Full Time// 2nd Semester, Course Code: ΜΕΧΡΗ300

Part Time // 2nd Semester, Course Code: ΜΕΧΡΗ-Μ300

Credits: 6

Learning Outcomes

This course aims to put forward the potential contributions of psychology and neuroscience for the development of an alternative paradigm in analyzing economic decision making as far as consumption and investment choices. The choices of economic agents are not always neither rational nor random.  Behavioral finance focuses in summarizing such behavior by employing the term heuristics and analyzing the sources as well as the economic outcomes of such behavior. In several instances, students themselves realize in the context of answering problems posed, that their choices are better described by heuristic arguments rather than rationality axioms. Prospect Theory commands the center stage of the behavioral finance paradigm.
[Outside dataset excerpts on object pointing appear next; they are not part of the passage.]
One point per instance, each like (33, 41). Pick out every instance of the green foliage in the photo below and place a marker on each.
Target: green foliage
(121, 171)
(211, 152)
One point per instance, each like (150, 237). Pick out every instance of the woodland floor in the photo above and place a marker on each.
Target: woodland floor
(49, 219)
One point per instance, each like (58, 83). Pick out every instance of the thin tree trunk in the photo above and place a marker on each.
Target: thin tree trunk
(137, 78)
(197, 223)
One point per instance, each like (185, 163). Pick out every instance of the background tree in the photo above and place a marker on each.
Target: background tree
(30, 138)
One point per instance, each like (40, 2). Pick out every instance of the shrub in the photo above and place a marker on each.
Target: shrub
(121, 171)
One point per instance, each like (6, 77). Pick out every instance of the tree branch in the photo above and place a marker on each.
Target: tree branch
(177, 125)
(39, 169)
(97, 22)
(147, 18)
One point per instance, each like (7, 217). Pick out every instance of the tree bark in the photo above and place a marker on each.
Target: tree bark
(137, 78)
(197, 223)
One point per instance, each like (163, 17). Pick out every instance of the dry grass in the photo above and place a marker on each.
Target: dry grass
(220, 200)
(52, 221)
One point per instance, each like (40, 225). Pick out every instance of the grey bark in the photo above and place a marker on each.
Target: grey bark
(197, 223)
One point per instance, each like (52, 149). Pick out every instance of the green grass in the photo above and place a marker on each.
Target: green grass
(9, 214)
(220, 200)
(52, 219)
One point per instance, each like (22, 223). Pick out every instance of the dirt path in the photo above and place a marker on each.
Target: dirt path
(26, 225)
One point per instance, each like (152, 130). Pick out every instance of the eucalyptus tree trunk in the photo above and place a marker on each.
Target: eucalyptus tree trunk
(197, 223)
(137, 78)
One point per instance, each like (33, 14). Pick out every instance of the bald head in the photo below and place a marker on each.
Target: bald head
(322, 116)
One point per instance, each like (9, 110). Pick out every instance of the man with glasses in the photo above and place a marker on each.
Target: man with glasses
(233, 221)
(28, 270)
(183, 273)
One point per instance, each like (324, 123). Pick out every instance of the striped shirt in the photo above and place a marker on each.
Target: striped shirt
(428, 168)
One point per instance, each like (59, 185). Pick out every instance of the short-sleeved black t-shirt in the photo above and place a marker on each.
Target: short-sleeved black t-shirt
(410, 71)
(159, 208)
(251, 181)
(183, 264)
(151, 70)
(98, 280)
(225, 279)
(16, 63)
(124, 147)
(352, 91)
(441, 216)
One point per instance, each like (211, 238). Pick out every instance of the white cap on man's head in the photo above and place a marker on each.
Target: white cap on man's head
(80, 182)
Upon successful completion of the course, the students will be able to

  • Recognize the difference among the outcomes of rational and heuristic (biased) choices in economics and finance
  • Understand the implications of heuristic behaviors for asset pricing and corporate decisions
  • Understand the differential effects between risk aversion and loss aversion on financial decision making
  • Use the main elements of prospect theory in analyzing financial behavior and outcomes
  • Associate investor non-rational behavior to financial puzzles
  • Recognize when and how an economic outcome is influenced and ultimately determined by heuristic behavior on the part of investors and firm executives

General Competences

  • Analysis of financial market conditions and adaption to alternative behavioral paradigms.
  • Decision-making.
  • Individual/Independent work.
  • Group/Teamwork.
  • Criticism and Self-criticism
  • Analyst and consultant abilities.
  • Critical thinking.

Course Content

Course contents:
1. Foundations of financial economics: The theory of expected utility

  • Rational preferences and the utility function
  • Maximizing expected utility
  • Risk Aversion

2. Violations of the axioms of expected utility maximization

  • Allais paradox
  • Common Outcome effect
  • Common Ratio Effect
  • Kahneman and Tversky’s
  • The Reflection Effect
  • The Isolation Effect

3. Rationality and Psychology: Prospect Theory

  • Loss aversion
  • The value function and value weights
  • Mental accounting
  • Framing

4. Heuristics

  • Representativeness
    • i. Conjunction fallacy
    • ii. Base rate neglect
  • Anchoring and Conservatism
  • Overconfidence
  • Self-Serving Bias
  • Confirmation Bias

5. The implications of Heuristics on financial decisions
6. Noise trading and limits to arbitrage

 

Student Performance Evaluation

  1. Students form teams to up to 5 members, choose a seminal article from the extant literature and either reproduce its experiment and compare results or they can devise their own similar experiment via questionnaire.
  2. Presentation of original paper and own experiment

1 & 2 comprise 100% of the course grade.

3. Written exam (100%) for students who do not submit and present their term paper

Bibliography

Suggested Bibliography

  • *Γ. Διακογιάννης: Συμπεριφορική Χρηματοοικονομική: Ψυχολογία-Βιολογία και Επενδύσεις, ΕΚΔΟΣΕΙΣ BROKEN HILL 2022. ΜΕΡΟΣ Α
  • *Σπύρος Σπύρου: Εισαγωγή στη  Συμπεριφορική Χρηματοοικονομική, ΕΚΔΟΣΕΙΣ ΜΠΕΝΟΥ 2009.
  • Σπύρος Σπύρου: Αγορές Κεφαλαίου &Συμπεριφορά Επενδυτή ΕΚΔΟΣΕΙΣ ΜΠΕΝΟΥ 2022.
  • Ackert and R. Deaves: Behavioral Finance: Psychology, Decision-Making, and Markets, SOUTH WESTERN 2017
  • *D. Just: Introduction to Behavioral Economics, WILEY 2010.
  • *E. Burton, S. Shah: “Behavioral Finance: Understanding the Social, Cognitive, and Economic Debates”, WILEY 2012.